---

Microwave absorbing materials (MAMs) are vital for mitigating electromagnetic interference, a growing concern with the proliferation of electronic devices and 5G technology. Biomass char, a carbon material derived from organic sources, holds promise for MAMs due to its cost-effectiveness and porous nature. However, achieving a balance between conduction loss and interface polarization loss remains challenging with conventional heating methods.

A recent study introduces an innovative hybrid heating technology using microwave-confined plasma. This method significantly enhances the properties of cellulose char by improving both conduction and polarization losses. Compared to traditional heating, the new approach almost doubles the char’s conductivity and increases the content of C-O bonds, which possess longer bond lengths and higher dielectric susceptibility than C=O bonds. Additionally, the process embeds more condensed carbon nanoparticles in the char, boosting heterointerface polarization loss.

In practical terms, the improved biochar shows a significant enhancement in microwave absorption. For example, a sample prepared with the new method (MW900-40%) demonstrated a tangent loss range of 0.69 to 0.97 over 2.0 to 18.0 GHz, outperforming the conventionally heated sample (CH900-40%), which ranged from 0.34 to 0.64.

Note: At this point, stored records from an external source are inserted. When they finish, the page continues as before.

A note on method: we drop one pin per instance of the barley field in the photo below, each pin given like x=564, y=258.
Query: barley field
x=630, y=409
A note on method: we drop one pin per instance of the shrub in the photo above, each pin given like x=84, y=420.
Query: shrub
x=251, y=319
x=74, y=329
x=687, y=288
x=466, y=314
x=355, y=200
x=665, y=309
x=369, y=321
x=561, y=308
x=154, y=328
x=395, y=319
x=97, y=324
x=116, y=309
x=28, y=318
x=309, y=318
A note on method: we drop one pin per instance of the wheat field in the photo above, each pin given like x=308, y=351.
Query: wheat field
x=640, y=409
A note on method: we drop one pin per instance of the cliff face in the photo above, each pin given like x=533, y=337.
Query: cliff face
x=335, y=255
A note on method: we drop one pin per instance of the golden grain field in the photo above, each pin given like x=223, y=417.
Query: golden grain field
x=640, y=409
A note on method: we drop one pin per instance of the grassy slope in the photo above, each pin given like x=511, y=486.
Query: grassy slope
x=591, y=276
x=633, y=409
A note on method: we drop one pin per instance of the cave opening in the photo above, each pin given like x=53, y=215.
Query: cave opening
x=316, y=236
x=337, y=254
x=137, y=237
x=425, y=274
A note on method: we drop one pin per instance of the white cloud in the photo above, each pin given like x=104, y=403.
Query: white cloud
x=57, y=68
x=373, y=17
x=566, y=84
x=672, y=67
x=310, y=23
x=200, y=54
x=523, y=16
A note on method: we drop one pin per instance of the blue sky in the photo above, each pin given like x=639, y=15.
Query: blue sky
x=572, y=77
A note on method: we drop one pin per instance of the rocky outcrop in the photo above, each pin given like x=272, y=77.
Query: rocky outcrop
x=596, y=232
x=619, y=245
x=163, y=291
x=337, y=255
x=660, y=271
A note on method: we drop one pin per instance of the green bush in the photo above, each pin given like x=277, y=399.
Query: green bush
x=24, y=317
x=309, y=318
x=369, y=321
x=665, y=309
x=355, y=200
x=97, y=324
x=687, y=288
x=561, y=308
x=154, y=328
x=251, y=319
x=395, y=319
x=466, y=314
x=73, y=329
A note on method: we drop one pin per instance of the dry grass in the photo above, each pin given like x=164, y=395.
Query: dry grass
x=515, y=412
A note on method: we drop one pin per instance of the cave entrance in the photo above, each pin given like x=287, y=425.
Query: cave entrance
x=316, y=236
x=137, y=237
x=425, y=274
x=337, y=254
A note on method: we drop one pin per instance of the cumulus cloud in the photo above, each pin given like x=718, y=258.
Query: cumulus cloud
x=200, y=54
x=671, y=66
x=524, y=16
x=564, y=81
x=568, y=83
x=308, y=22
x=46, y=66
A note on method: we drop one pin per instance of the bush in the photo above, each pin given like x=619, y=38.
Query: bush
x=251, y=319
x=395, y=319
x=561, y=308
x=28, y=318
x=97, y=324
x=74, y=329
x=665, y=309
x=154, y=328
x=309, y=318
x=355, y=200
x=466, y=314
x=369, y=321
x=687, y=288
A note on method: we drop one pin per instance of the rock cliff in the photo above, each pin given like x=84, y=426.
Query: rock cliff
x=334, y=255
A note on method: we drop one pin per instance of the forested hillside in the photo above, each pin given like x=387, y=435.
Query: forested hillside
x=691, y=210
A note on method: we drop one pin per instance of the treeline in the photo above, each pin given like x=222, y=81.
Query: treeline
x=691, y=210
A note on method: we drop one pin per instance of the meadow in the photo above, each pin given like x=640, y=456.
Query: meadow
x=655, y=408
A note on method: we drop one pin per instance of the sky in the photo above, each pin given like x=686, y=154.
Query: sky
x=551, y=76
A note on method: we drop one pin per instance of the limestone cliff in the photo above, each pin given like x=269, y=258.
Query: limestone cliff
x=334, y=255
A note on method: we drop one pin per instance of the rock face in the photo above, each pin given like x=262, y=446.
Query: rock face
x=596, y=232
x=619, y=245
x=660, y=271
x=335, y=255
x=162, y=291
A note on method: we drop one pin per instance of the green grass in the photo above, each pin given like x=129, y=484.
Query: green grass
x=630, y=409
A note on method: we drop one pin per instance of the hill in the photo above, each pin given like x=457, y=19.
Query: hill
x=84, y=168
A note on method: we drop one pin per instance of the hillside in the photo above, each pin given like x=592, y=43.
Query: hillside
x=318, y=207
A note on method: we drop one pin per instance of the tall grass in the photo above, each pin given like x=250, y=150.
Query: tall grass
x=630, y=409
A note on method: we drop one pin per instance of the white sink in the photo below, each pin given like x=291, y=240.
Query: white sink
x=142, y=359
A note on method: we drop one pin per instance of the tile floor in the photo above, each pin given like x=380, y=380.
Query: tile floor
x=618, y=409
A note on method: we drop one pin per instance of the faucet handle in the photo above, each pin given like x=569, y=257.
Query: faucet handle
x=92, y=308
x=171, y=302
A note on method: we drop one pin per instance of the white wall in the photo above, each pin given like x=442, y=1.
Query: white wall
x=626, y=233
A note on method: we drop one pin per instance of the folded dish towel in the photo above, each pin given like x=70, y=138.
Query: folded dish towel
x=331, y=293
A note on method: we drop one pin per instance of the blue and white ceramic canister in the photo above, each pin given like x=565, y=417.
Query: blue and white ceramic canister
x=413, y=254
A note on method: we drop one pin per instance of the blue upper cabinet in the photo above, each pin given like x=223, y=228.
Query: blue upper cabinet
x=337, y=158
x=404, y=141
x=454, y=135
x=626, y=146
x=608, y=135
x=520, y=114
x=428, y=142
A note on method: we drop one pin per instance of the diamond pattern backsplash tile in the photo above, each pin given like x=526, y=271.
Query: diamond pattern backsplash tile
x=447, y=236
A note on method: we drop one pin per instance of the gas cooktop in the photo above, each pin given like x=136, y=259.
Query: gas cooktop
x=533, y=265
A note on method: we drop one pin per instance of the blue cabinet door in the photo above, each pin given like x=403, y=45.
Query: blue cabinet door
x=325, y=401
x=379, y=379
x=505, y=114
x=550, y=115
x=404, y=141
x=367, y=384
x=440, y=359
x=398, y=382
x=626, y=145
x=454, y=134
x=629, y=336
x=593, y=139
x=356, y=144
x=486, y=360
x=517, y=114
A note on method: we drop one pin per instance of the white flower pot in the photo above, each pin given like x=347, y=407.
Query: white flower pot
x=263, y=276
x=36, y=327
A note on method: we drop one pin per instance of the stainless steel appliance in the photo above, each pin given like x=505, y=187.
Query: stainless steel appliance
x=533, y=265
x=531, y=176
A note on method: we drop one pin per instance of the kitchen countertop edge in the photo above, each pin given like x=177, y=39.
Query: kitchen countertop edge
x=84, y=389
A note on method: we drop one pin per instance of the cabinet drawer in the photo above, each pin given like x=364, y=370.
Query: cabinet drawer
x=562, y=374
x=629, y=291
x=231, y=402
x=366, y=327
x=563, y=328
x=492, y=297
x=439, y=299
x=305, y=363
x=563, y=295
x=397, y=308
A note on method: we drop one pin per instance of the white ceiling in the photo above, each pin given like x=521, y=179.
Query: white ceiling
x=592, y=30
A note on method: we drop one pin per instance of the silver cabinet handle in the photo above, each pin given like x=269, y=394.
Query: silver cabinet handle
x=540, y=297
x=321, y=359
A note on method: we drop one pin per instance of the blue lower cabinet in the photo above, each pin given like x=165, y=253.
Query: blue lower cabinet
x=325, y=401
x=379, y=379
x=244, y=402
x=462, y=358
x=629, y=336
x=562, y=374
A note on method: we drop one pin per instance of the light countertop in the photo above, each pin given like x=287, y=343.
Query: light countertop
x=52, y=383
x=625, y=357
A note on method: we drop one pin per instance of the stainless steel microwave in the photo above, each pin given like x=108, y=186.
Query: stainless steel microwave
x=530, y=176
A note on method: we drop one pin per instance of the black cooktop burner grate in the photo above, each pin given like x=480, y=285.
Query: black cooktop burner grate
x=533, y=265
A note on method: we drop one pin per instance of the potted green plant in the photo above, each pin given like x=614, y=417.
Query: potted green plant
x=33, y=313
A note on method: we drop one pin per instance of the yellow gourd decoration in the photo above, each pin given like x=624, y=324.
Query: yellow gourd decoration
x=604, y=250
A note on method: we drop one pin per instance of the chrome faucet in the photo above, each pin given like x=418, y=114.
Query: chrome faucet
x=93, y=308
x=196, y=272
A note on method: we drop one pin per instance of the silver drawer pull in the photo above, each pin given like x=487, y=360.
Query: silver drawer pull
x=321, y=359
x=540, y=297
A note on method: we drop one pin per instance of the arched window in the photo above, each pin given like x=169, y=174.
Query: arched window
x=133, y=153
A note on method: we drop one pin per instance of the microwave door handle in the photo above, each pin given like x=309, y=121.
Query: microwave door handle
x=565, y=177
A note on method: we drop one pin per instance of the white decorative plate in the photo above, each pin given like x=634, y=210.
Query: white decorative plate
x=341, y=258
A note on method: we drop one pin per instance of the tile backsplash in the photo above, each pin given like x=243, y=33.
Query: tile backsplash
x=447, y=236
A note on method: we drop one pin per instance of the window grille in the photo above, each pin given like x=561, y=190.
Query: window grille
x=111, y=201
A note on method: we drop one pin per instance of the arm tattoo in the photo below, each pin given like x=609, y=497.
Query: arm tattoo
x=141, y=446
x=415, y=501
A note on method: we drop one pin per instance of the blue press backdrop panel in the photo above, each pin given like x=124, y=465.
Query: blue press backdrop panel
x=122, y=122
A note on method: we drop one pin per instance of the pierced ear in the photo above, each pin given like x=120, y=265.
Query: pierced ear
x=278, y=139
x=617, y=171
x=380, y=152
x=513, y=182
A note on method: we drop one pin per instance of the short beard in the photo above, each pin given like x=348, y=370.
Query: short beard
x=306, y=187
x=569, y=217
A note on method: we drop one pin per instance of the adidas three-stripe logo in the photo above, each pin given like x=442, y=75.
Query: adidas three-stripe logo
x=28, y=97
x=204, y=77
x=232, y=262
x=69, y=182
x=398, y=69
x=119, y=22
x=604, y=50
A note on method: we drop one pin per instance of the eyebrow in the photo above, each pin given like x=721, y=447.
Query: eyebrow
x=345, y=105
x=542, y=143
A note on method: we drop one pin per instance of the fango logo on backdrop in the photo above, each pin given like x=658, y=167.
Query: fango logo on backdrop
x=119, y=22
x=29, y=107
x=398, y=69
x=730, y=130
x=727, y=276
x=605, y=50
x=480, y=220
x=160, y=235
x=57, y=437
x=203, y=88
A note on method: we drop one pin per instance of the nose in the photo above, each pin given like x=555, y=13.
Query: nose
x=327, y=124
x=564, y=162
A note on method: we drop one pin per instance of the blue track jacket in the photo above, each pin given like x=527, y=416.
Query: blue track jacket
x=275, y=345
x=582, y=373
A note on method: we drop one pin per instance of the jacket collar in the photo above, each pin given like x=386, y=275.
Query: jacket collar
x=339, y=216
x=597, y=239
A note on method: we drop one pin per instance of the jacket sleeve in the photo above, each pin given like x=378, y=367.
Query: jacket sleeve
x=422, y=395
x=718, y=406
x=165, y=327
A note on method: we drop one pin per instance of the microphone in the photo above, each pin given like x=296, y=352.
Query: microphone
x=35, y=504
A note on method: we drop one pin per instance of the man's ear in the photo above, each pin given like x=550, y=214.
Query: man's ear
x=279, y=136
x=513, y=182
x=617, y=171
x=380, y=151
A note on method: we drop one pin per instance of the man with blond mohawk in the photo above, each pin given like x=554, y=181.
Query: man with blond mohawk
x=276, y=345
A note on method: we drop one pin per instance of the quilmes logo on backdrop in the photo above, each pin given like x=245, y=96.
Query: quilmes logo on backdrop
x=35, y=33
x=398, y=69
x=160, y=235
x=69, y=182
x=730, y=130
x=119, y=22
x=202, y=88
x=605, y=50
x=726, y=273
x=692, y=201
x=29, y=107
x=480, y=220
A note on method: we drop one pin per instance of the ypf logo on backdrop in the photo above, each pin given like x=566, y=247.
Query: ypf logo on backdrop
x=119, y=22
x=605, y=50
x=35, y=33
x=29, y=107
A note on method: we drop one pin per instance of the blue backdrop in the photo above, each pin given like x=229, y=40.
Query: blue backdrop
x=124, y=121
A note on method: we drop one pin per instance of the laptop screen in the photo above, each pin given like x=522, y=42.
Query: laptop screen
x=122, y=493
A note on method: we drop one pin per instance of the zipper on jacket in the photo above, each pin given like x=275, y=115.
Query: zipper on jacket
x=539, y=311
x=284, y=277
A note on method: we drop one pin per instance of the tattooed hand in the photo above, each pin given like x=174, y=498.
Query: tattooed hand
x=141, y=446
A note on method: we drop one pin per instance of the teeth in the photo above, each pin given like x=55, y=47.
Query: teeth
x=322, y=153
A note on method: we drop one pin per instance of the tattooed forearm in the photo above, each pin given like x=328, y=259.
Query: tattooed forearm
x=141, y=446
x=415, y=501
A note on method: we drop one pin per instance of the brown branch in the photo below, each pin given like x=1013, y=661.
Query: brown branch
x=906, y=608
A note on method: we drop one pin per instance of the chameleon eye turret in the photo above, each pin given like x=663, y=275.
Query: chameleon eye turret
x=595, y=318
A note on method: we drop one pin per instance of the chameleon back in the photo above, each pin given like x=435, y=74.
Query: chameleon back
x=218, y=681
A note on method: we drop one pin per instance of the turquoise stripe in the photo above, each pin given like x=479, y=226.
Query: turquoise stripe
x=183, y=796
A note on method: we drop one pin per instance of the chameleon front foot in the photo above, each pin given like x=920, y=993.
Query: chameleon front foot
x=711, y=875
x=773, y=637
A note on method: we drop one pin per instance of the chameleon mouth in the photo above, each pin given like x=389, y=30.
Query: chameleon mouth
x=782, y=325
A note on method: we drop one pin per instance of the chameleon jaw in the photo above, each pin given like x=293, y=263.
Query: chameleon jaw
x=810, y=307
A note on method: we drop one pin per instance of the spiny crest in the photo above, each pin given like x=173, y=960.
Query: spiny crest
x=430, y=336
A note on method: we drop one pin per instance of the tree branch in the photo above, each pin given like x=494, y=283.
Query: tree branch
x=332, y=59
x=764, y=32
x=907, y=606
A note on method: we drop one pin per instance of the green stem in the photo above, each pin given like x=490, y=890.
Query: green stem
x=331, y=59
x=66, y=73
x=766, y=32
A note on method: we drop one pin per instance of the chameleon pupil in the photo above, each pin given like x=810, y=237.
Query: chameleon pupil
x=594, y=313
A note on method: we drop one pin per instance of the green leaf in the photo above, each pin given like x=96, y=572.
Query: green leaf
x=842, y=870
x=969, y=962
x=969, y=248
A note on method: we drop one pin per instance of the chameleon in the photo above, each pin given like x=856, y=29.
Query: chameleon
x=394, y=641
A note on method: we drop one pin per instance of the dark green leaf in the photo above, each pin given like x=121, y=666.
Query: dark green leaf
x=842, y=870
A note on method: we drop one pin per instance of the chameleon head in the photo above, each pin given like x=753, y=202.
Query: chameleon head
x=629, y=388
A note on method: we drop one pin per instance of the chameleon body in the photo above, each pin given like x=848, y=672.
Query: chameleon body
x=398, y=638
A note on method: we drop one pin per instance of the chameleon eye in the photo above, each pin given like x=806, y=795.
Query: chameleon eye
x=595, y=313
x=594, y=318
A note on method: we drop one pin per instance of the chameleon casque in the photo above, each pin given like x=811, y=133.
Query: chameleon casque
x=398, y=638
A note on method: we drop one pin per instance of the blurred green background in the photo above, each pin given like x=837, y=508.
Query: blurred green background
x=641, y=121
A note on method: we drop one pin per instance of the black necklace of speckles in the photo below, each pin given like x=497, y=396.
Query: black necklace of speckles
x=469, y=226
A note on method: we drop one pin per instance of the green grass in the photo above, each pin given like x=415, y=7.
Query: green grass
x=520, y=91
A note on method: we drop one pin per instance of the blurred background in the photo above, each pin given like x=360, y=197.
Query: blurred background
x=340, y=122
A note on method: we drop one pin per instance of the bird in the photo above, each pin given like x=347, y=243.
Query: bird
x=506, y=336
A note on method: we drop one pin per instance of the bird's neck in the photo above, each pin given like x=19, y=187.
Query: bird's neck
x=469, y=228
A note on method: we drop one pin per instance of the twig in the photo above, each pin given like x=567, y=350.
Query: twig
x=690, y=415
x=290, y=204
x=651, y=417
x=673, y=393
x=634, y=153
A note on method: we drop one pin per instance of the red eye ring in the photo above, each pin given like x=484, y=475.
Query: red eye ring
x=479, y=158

To maximize absorption efficiency, researchers designed a double-layer absorber with different MW900 loadings based on multilayer impedance gradient principles. This design achieved a minimum reflection loss of -59.0 dB at 15.9 GHz and an effective absorption bandwidth of 10.0 GHz at a thickness of 4.0 mm. Simulations confirmed the effectiveness of this structure in optimizing impedance matching and microwave dissipation distribution, marking a significant advancement in the development of high-performance MAMs.